24 Oct 2016, 49 mins ago

Last week, EU interior ministers pushed through plans to relocate 120,000 refugees across the continent. The decision was made by a majority vote, instead of a unanimous one. This unusual move, which some have labeled as divisive, is rarely taken when voting on such sensitive issues, and is usually reserved for more technical matters.

There was a great deal of pressure on Ministers to reach a deal that could be ratified by EU leaders, but the decision to accept a majority vote has angered some Eastern Bloc countries, who fiercely oppose the mandatory quotas, and risks severely increasing tensions throughout Europe.

Hungary, Slovakia, Romania and Czech Republic voted against the proposal, whilst Finland abstained from voting. Hungary has openly questioned the feasibility of the plans, calling such quotas an invitation to economic migrants, and has therefore refused to take part in the scheme. This rhetoric was echoed by a defiant Slovakian Prime Minister, stating that as long as he is in power, “…mandatory quotas will not be implemented on Slovak territory”.

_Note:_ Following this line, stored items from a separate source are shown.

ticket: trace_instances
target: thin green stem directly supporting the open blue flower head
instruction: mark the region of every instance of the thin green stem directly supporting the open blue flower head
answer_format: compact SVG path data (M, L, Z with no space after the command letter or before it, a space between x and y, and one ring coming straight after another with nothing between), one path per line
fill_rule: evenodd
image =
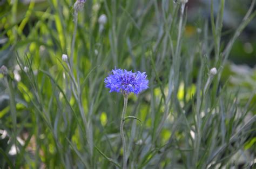
M124 137L124 116L126 113L126 108L127 108L127 102L128 102L128 96L127 94L124 94L124 109L122 112L122 119L121 119L121 124L120 124L120 134L122 138L122 143L123 143L123 169L126 169L126 144L125 144L125 137Z

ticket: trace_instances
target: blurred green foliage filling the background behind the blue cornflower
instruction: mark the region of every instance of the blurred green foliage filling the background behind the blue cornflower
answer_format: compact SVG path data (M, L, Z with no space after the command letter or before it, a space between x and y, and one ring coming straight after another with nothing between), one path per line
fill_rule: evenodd
M225 1L220 51L225 49L241 24L251 2ZM123 153L119 139L122 96L109 94L103 83L104 77L115 66L146 71L150 80L150 89L139 97L130 96L127 107L129 114L143 121L142 124L136 121L126 124L131 167L190 168L191 165L211 168L209 164L213 157L218 164L212 162L212 168L218 168L219 164L219 167L227 164L227 168L228 165L249 165L249 159L255 157L255 122L252 127L245 126L250 130L249 134L242 131L246 136L244 139L232 136L236 136L238 129L244 129L241 126L246 124L245 121L255 119L256 114L255 17L235 40L227 62L221 65L220 82L213 80L211 92L201 101L203 112L209 111L212 115L201 118L203 121L209 118L204 121L208 131L201 131L204 134L195 161L197 152L193 148L197 148L198 142L192 140L194 132L197 137L197 125L193 121L199 102L196 96L206 83L207 71L218 61L211 34L211 1L189 0L186 4L180 77L175 81L174 94L167 104L164 102L170 91L169 69L175 62L170 46L171 43L174 49L178 46L180 2L86 1L84 10L78 15L74 63L76 77L84 84L82 98L86 118L91 124L89 128L93 131L90 134L99 151L87 146L90 137L83 129L78 106L68 89L70 79L64 73L65 66L61 61L63 53L70 56L71 52L74 3L69 0L0 2L0 65L6 65L10 75L6 80L1 75L0 83L0 166L6 168L16 161L16 166L24 168L115 168L102 156L105 153L107 157L121 161ZM213 1L215 18L219 4L220 1ZM98 18L103 13L107 23L101 32ZM170 28L172 42L167 28ZM205 55L207 62L202 57ZM10 89L11 86L14 89ZM157 126L169 106L171 116L163 130L157 133ZM225 120L218 111L227 112ZM179 115L183 113L186 117ZM186 131L186 127L191 131ZM17 143L8 142L16 140L13 139L15 134L21 139L18 141L19 153L13 146ZM216 142L212 143L214 137ZM225 140L227 143L232 140L232 146L222 151ZM221 153L215 157L214 150L221 150ZM89 152L93 153L92 157ZM240 161L232 159L234 154Z

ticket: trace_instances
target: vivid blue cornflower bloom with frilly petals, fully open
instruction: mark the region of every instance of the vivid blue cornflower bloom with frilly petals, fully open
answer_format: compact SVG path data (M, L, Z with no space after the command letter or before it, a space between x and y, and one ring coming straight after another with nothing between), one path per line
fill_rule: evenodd
M146 72L136 72L114 69L112 74L105 78L104 82L110 92L122 92L123 94L138 94L149 86L149 80L146 79Z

One reporter from Al Jazeera has claimed that “…opposition from the countries voting “no” has less to do with the numbers of refugees involved and more to do with the feeling that they are being bullied by Germany and Brussels”.

Several rows have erupted over the last few weeks regarding the right of the European Commission to tell national capitals how many asylum seekers they are obliged to take.

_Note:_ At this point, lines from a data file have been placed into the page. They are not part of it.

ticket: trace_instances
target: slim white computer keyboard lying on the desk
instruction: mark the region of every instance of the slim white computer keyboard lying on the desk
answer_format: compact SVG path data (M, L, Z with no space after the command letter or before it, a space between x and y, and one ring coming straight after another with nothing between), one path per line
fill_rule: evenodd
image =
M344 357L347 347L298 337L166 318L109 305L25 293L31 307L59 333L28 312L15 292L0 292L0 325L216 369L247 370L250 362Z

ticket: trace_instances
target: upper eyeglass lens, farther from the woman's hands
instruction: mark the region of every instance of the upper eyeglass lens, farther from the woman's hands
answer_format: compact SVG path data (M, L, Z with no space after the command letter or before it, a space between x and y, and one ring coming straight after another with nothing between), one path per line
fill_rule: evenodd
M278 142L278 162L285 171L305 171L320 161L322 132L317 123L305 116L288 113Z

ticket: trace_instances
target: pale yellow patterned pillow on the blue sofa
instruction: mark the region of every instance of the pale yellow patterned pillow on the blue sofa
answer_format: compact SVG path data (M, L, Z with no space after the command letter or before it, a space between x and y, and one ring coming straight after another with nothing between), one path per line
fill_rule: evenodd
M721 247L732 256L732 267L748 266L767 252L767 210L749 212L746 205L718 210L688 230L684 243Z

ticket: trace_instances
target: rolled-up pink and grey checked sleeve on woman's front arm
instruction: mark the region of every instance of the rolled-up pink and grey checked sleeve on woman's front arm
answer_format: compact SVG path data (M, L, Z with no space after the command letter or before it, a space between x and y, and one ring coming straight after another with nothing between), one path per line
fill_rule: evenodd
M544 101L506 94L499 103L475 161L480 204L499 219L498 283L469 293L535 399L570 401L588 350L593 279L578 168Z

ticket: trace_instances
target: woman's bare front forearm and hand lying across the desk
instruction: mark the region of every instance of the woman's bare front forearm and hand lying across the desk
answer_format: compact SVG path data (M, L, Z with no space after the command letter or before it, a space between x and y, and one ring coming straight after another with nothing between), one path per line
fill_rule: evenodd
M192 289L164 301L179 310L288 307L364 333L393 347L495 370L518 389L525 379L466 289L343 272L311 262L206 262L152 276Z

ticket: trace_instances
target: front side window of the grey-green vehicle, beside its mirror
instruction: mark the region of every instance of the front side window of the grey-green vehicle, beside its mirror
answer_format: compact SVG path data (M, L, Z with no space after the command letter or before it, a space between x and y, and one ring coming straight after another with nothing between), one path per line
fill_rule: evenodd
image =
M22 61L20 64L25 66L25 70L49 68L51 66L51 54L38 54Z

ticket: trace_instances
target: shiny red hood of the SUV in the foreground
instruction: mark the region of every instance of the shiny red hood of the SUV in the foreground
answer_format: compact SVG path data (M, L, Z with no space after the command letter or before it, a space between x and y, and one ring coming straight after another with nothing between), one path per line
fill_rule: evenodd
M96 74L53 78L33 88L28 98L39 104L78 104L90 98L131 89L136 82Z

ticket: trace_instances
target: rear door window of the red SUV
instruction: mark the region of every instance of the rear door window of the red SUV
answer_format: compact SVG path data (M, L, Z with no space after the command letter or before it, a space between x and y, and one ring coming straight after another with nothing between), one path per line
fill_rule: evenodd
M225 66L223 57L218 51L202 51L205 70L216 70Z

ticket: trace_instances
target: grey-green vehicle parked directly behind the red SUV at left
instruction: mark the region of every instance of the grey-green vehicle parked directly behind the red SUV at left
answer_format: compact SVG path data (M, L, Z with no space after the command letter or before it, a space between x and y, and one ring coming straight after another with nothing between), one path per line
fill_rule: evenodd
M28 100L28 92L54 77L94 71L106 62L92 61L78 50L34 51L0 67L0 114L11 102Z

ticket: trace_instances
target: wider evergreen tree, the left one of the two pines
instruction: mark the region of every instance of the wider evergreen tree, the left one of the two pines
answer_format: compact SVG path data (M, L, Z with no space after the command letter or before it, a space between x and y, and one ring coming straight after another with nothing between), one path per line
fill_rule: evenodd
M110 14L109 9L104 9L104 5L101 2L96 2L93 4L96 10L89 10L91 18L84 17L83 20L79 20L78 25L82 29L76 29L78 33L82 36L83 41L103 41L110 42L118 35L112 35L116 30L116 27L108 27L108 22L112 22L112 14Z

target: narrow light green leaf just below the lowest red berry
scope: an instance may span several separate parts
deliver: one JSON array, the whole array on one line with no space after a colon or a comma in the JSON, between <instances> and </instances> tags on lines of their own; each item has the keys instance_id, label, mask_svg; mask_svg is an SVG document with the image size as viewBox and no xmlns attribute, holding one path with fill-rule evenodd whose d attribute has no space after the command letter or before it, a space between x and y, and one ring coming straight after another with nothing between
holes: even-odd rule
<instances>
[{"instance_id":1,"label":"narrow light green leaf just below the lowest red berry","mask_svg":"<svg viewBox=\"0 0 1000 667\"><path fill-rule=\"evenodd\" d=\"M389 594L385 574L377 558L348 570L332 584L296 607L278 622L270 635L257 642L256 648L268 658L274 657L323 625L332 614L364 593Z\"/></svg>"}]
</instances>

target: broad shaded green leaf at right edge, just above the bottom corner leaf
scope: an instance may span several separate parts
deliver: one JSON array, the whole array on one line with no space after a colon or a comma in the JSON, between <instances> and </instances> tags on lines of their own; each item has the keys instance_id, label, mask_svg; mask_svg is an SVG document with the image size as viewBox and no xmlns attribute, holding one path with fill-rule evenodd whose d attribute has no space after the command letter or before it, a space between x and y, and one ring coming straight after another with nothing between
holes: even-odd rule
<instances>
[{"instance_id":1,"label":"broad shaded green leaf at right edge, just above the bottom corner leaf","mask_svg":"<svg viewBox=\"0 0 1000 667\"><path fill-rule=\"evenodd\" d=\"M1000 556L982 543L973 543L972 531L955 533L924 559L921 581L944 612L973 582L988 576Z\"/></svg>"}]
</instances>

It was determined necessary to hold the vote as a matter of urgency, in the wake of an increasing number of country’s beginning to close their boarders to prevent refugees from Syria and Afghanistan, amongst other places, from entering the territory. States such as Germany, Italy, Denmark, Hungary, Austria and Slovenia have been forced to reinstate border controls following the arrival of hundreds of thousands of Refugees over recent months.

Hungary has also attempted to close its borders with Serbia, Croatia and Romania, as well as awarding new powers to its army and police in a bid to keep refugees out, after warnings from Prime Minister Viktor Orban that Europe had become “overrun”.

The legislation now allows the army to use rubber bullets; tear gas and nets against migrants, and the police are able to enter private homes to carry out searches for refugees who entered the country illegally.

There have also been a number of reports accusing Macedonian police of inflicting violence upon refugees attempting to cross the country from Greece.

The result of the scheme will see a total of 66,000 people – excluding the 40,000 who were approved for relocation in July – involuntarily moved from Greece and Italy to various other European countries by national police.

There will also be an additional 54,000 refugees relocated next year who were initially allocated to Hungary. However, claiming participation in the scheme would likely result in the State being transformed into a de facto refugee camp, they declined to take part, instead arguing that it would be far more effective for the EU to improve monitoring external boarders to better manage the arrival of migrants. Other States including Poland and Croatia have taken a similar stance on the subject.

Britain is not taking part in the scheme under an opt-out, similar to that of the Irish Republic and Denmark, but has agreed to take 20,000 migrants directly from camps in Turkey and North Africa by 2020; and has reportedly offered a sum of £1 billion in aid to deal with the Syrian crisis, according to the BBC.

The Home Secretary, Theresa May, attended the summit last week. She stated: “We need to resolve this issue today so that we can actually get on with the job of dealing with the wider measures that Europe needs to take to deal with the migrant crisis”.

This statement strongly reflects opinions in Britain that too much time has been wasted in EU leaders arguing over quotas, which experts say will inevitably fail, whilst EU borders are on the brink of collapse.

It is feared that if such mass migration continues, the existence of the European Union could be at risk, and that the Schengen system will be completely destroyed.

The Minister of Luxembourg, Jean Asselborn has stated that any objecting member states are still expected to accept the relocation scheme, as it is a strict requirement under EU law. The European Commission has reportedly stated that EU states refusing to abide by the program and accept allocated refugees will be subject to a financial penalty of 0.002% of GDP.

Germany is greatly supportive of the scheme, with Chancellor Angela Merkel calling mandatory quotas “a first step” in tackling the inflow of refugees to Europe. However, the United Nations Refugee Agency does not share this confidence, and is instead concerned that introducing quotas is shortsighted and simply not enough. Spokeswoman Melissa Fleming told the BBC “A relocation program alone will not be enough to stabilise the situation… The number of those needing to be relocated will probably need to be revised upwards significantly”.

Approximately 500,000 refugees have transitioned into Europe by sea to date. Greece is currently struggling with 50,400 refugees, and 4,000 more arriving every day, whilst Italy has approximately 15,600 at this point. Germany itself has seen 38% of the total number of EU refugees – around 80,935 – enter the country to claim asylum. Other states have seen significantly lower numbers, such as Portugal and Romania, with figures of 250 and 375 respectively.